Harnessing the research and scientific brainpower needed to treat and prevent the next pandemic is the goal of a new consortium of University of California campuses and national laboratories. Named ATTACK, the group integrates expertise and resources from UC campuses at Los Angeles, San Diego, Davis, Berkeley, Irvine and Riverside; the Lawrence Livermore and Sandia National Laboratories and 13 industry partners.
“Putting such expertise under one roof will help alleviate much of the silos that have plagued previous antiviral drug development,” said Brigitte Gomperts, professor of pediatrics and pulmonary medicine and a center director and principal investigator of a recent ATTACK consortium proposal to develop antiviral drugs to treat and prevent future pandemics.
The ultimate, overall goal is to be prepared for the next pandemic, Gomperts said.
Participating researchers from UC Davis include: Satya Dandekar, Jeremy Chien, Kit Lam, Ruiwu Liu, Chun-Yi Wu and Michael Rogawski, School of Medicine; Kent Lloyd, School of Medicine and Mouse Biology Program; Lark Coffey, School of Veterinary Medicine; Chris Miller, School of Veterinary Medicine and Center for Immunology and Infectious Diseases; Priya Shah, College of Engineering; and Koen Van Rompay, California National Primate Research Center.
Collaboration and expertise
When the next pandemic arrives is a matter of when, not if, according to the researchers. The ATTACK Consortium is bringing together the top minds across drug discovery and development and actively seeking additional funding opportunities to expand the scope of their work.
Fifty researchers in antiviral drug development recently gathered in-person and virtually at the California NanoSystems Institute at UCLA to extend the robust collaboration of research, resources and support.
“The ATTACK Consortium is bringing ideas from the bench to the bedside through motivation, collaboration and trust,” said David Smith, an infectious disease physician, professor of medicine at UCSD, and a center director and principal investigator for the group. “We have partners as part of the consortium who can move ideas and discoveries to the clinic through their expertise and abilities and that is enabling us to work at a quick pace.”
The ATTACK Consortium meeting has allowed new collaborations and experiments to get off the ground. The group has quickly developed a pipeline to take antiviral therapies from discovery through pre-clinical testing and entering human trials.
“We have picked up the ball and we are running with it,” said Smith. “We have learned from past pandemics as far back as the HIV virus 40 years ago and those that have come since (Ebola, Zika, MERS, SARS) and we are better at predicting what viruses may present in the future and the hope of this group is to develop what treatment could be used for them.”
The consortium is organized into five key integrated research projects and four scientific cores. The consortium provides a rigorous pipeline for antiviral drug discovery, identification of specific viral targets and drug optimization with initial work on coronaviruses, enterovirus D68, dengue virus and Nipah virus.
Members of the consortium have already been able to work very quickly to find new potential therapeutic strategies for the omicron variant of SARS-CoV-2. Team members recently finished the characterization of therapeutic nanobodies (a form of antibodies) that have activity against omicron, as well as the previous delta variant. Researchers also found an RNA inhibitor that targets omicron. Both strategies could be foundational for new broadly acting SARS-CoV-2 therapeutics.
National laboratory, industry resources
The speed of collaboration is underscored by support from the national laboratories and industry partners. The Department of Energy’s 17 national labs tackle the critical scientific challenges of our time and possess unique instruments and facilities, many of which are found nowhere else in the world. They address large-scale, complex research and development challenges with a multidisciplinary approach that places an emphasis on translating basic science to innovation.
“The national labs have resources and interest in antiviral drug discovery that adds another dimension to what we can do,” said Robert Damoiseaux, professor of molecular and medical pharmacology and bioengineering at UCLA and director of the Molecular Screening Shared Resource at the CNSI.

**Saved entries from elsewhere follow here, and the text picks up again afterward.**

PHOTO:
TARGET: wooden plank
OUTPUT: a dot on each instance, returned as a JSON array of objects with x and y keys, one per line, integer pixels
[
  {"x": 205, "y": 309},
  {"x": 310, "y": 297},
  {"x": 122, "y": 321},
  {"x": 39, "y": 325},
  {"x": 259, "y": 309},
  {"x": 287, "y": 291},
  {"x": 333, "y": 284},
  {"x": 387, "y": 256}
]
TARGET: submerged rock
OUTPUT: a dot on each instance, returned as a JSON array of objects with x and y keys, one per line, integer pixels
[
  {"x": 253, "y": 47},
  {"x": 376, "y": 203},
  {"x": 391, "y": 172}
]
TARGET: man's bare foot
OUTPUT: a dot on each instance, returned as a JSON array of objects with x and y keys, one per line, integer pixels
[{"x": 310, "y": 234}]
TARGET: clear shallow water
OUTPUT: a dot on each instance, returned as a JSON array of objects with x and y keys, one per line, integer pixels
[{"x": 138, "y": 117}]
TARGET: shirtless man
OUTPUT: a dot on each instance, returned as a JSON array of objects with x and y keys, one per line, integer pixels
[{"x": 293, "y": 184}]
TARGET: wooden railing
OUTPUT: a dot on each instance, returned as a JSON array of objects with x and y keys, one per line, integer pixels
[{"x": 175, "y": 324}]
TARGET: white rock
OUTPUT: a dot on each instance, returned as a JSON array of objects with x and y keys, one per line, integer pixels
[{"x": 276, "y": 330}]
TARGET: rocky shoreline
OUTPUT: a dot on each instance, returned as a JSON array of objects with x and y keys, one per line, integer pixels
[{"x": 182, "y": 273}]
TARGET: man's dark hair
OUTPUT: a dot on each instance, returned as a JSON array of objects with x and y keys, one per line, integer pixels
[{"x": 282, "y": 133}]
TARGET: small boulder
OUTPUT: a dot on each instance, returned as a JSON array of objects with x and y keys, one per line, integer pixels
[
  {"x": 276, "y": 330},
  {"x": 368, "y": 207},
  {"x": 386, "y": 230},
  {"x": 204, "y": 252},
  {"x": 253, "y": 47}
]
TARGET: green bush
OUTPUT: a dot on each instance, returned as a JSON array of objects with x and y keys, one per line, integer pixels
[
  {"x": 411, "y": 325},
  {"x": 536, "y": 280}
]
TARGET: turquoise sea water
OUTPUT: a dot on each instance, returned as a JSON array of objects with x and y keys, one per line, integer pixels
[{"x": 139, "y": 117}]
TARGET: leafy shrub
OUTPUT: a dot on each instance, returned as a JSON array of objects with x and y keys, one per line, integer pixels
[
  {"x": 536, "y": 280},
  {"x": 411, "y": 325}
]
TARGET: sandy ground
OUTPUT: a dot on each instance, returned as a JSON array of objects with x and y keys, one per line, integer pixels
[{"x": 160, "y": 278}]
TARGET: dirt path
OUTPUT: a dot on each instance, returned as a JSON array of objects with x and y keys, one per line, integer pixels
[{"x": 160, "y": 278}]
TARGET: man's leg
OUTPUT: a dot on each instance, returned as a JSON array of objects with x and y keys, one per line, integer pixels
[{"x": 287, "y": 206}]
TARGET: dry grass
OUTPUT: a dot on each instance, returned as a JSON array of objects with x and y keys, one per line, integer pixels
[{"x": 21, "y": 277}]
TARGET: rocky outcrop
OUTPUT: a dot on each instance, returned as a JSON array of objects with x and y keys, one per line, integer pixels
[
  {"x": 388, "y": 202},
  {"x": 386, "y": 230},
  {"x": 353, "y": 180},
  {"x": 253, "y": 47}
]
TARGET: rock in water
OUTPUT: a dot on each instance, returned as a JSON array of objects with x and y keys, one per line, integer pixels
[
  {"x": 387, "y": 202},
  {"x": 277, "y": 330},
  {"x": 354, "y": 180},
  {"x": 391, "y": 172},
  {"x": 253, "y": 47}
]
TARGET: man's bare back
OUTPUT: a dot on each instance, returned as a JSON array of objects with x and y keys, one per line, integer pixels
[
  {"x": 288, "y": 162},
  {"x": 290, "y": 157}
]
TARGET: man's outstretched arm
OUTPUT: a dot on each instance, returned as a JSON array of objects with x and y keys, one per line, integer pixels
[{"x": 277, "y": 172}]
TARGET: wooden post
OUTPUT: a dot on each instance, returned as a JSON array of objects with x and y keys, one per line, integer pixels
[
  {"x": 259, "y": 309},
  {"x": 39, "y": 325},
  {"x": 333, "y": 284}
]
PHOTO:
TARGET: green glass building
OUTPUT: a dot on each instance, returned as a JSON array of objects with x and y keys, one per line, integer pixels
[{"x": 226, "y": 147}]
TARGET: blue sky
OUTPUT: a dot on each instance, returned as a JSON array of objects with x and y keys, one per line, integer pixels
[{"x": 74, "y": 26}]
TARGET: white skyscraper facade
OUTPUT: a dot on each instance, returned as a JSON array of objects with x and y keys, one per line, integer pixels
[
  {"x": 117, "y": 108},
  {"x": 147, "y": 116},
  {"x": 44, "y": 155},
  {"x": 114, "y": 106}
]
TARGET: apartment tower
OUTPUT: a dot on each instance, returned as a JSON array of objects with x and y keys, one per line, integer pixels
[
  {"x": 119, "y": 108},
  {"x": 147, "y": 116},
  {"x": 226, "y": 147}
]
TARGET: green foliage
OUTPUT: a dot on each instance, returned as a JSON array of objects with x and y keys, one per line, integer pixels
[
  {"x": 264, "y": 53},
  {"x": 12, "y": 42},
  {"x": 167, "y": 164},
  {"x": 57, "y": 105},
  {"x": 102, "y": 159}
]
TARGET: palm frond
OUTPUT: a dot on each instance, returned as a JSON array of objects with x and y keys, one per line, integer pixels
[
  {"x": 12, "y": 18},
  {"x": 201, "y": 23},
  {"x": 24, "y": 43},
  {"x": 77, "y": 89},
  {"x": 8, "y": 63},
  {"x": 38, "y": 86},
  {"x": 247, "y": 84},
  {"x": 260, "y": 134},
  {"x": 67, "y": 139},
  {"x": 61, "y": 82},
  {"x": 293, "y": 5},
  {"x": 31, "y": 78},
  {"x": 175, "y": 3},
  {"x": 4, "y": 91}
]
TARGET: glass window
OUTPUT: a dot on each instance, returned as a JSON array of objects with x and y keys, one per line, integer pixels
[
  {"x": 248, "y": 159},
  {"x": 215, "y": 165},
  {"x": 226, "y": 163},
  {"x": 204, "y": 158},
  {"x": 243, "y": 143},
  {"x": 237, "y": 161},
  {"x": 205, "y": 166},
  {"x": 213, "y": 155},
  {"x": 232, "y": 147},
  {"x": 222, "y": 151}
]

Felice Lightstone is the group leader of Biochemical and Biophysical Systems and Associate Program Lead for Medical Counter Measures at Lawrence Livermore National Laboratory.
“The national labs offer not only high-performance computing and BSL-3 (Biosafety level) laboratories for select agent research,” said Lightstone. “We make technologies that can make the drug design process more efficient and more effective.”
The national labs also bridge academia and industry, having a long process of collaboration with nonprofits and government entities.
Nicole Wilkins is director of strategic communications at the California Nanosystems Institute, UCLA.